Nel 1855 spinto da un fortissimo amore verso la nostra madonna delle Grazie dà alle stampe, nel 1855, presso la Tipografia Grossi dell’Aquila il suo pregevolissimo lavoro dal titolo :” RACCOLTA DE’ PORTENTI E MIRACOLI/FATTI DALLA MADONNA DELLE GRAZIE/LA DI CUI SACRA IMMAGINE SI VENERA/NELLA TERRA DI CERCHIO/COMPILATA A SUA DEVOZIONE/DA BENEDETTO D’AMORE “(8).
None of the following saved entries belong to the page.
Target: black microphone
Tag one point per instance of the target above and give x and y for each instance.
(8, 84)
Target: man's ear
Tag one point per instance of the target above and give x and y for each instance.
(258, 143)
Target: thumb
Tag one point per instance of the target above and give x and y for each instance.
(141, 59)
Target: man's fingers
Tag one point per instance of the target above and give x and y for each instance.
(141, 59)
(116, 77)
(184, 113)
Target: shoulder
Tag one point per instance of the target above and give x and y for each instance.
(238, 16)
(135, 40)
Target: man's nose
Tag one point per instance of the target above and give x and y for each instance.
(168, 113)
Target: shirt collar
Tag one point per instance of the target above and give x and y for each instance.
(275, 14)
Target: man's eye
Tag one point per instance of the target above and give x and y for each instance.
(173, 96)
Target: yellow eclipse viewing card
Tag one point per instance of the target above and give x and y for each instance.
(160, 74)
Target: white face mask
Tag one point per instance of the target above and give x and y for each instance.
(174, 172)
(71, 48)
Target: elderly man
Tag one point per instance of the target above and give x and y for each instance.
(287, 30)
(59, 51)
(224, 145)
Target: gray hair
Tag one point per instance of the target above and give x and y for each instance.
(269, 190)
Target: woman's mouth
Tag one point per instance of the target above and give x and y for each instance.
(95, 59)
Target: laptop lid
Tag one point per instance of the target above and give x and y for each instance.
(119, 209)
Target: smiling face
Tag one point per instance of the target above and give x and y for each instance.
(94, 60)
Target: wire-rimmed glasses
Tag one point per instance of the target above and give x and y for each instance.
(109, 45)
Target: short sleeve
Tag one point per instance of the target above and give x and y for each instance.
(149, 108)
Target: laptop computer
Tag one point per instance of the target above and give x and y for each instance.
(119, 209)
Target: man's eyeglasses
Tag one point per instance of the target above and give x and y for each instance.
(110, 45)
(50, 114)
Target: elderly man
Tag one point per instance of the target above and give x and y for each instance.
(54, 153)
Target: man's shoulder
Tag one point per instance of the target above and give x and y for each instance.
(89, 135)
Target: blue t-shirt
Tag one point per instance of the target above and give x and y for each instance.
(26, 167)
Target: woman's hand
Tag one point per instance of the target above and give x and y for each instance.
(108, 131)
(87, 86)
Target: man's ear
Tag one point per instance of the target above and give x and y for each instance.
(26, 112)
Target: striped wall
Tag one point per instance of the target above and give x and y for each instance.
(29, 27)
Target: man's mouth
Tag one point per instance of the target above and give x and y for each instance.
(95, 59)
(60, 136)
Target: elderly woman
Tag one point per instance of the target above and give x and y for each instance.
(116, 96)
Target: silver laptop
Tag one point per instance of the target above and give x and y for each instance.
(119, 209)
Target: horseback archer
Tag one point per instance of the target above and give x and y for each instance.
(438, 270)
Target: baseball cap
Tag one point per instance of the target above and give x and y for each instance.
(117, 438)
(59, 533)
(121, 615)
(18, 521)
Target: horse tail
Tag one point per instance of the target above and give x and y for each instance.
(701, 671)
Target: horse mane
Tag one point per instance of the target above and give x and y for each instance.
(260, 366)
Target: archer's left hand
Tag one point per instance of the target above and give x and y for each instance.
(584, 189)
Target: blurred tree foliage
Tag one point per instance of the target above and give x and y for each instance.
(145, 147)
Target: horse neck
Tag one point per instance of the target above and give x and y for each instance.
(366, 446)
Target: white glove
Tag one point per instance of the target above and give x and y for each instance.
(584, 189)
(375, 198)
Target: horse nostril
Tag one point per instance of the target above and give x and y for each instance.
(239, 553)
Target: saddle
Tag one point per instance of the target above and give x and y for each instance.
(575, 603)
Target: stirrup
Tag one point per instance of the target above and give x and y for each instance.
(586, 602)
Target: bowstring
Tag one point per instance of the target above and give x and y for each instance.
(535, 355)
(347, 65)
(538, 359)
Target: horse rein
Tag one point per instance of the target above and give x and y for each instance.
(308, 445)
Nel 1993 fu pubblicato postumo nel Bullettino della deputazione Abruzzese di Storia Patria (9) dal medico Dott. Angelo Di Gennaro un lavoro inedito e scientifico del Nostro dal titolo : “ COME SI UCCIDE IN MEDICINA/Memoria sull’epidemia di Scanno/ricorsa nel mese di novembre 1835 fino a maggio 1836/” a cura di/Angelo Di Gennaro. Quest’opera era già pronta per essere data alle stampe il primo dicembre 1837. Non siamo riusciti a capire perché il mio prozio, Benedetto D’Amore ( era il fratello del mio trisavolo Domenico D’Amore, nato a Cerchio il 26.1.1798 ed ivi deceduto il 9.1.1879 ) non diede alle stampe il sopramenzionato pregevole lavoro e perché lasciò il manoscritto in Scanno.
Il citato manoscritto dal titolo esatto : “ Memoria/sull’Epidemia di Scanno ricorsa/nel mese 9bre 1835 fino a Maggio 1836/del Dottore/Benedetto d’Amore” (10) si conserva nel Museo Civico di Cerchio ( è stato donato dal menzionato Dott. Angelo Di Gennaro il 1° Settembre 1996 in occasione della presentazione del mio lavoro : “ Storia della Madonna delle Grazie/in Cerchio (Aq)/(documenti)”, s.c.e. (ma G. De Cristofano Editore Roma ) , 1996. Nel retro della copertina si legge :
“ Memoria/Sull’Epidemia di Scanno/di/Benedetto d’Amore/Dottore in Medicina, e Chirurgia/quod vidi scripsi/Stork/Aquila/Dalla Tipografia di…..(sic)/1837”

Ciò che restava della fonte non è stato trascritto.